Detonation nanodiamonds with ultra-pure surfaces thanks to a combination of chlorine and fluorine gas treatment
Abstract
Achieving highly-purified surface of nanodiamonds of calibrated size is of great interest considering the wide range of applications requiring a perfect control for maximizing their properties and resulting performances. However, the existing purification methods involving strong acids and oxidants suffer from a lack of selectivity since they can attack the nanodiamonds and add new contaminants to the sample. In this work, a highly-selective gas-phase approach which combines two halogen gases (chlorine and fluorine) is successfully developed. First, a treatment under elemental chlorine at 650 °C for 1 h is able to remove all the inorganic impurities except silica. The second step consists of a thermal treatment under elemental fluorine (at 520 °C for 12 h) which is shown to eliminate both silica and surface impurities (disorganized sp2 layers, the oxygen- and hydrogen-containing functional groups) of size-calibrated detonation nanodiamonds. The resulting cleaned diamond surface is covered by carbon-fluorine bonds, only. An in-depth investigation by several complementary techniques including in-situ characterizations allows determining the chemical reactions playing the major role for the manifest highly efficient impurity removal.
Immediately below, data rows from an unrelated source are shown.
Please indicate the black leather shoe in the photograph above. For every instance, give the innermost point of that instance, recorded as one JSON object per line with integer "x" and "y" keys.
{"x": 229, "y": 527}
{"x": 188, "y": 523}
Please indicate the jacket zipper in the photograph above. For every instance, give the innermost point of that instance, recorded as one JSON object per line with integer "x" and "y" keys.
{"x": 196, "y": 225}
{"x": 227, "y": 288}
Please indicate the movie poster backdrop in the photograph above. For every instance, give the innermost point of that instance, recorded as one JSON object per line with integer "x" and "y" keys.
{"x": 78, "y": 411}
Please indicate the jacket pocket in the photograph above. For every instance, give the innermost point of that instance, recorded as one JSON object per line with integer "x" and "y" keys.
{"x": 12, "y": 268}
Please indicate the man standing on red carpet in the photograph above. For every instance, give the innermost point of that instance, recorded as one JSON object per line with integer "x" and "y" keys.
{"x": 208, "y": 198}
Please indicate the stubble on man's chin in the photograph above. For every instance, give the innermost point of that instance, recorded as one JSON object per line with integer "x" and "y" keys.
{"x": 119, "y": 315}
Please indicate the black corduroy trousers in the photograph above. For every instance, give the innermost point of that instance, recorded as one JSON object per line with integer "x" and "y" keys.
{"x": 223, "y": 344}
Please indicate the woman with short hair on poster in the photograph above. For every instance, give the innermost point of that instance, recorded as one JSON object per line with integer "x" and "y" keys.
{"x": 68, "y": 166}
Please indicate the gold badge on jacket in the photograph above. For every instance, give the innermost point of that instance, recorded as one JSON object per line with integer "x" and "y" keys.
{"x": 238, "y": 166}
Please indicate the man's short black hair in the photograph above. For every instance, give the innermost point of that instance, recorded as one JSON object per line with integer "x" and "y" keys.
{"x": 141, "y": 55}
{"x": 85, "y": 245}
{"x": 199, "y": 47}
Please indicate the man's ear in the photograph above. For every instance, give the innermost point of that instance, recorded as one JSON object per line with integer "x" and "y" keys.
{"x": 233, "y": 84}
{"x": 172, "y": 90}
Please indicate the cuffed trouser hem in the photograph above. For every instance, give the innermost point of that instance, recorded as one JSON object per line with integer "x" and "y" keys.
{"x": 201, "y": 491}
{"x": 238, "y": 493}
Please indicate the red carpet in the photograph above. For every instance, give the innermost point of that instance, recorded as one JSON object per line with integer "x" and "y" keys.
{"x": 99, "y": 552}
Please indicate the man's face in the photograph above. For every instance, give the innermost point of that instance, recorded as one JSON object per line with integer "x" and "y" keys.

Formation of fluorinated gases such as HF, CF4, C2F6 is evidenced along with that of silicon fluorides such as SiF4. The role of fluorine as stabilizing (“passivating”) agent of the surface is proposed by analogy with fluorinated diamane. These detonation nanodiamonds with an ultra-pure surface show a remarkable thermal stability with a combustion temperature upshifted up to 225 °C compared to the raw detonation nanodiamonds. These findings open the way to extend broadly the use of detonation nanodiamonds for applications in harsh reaction conditions for which most of the nanomaterials are strongly limited.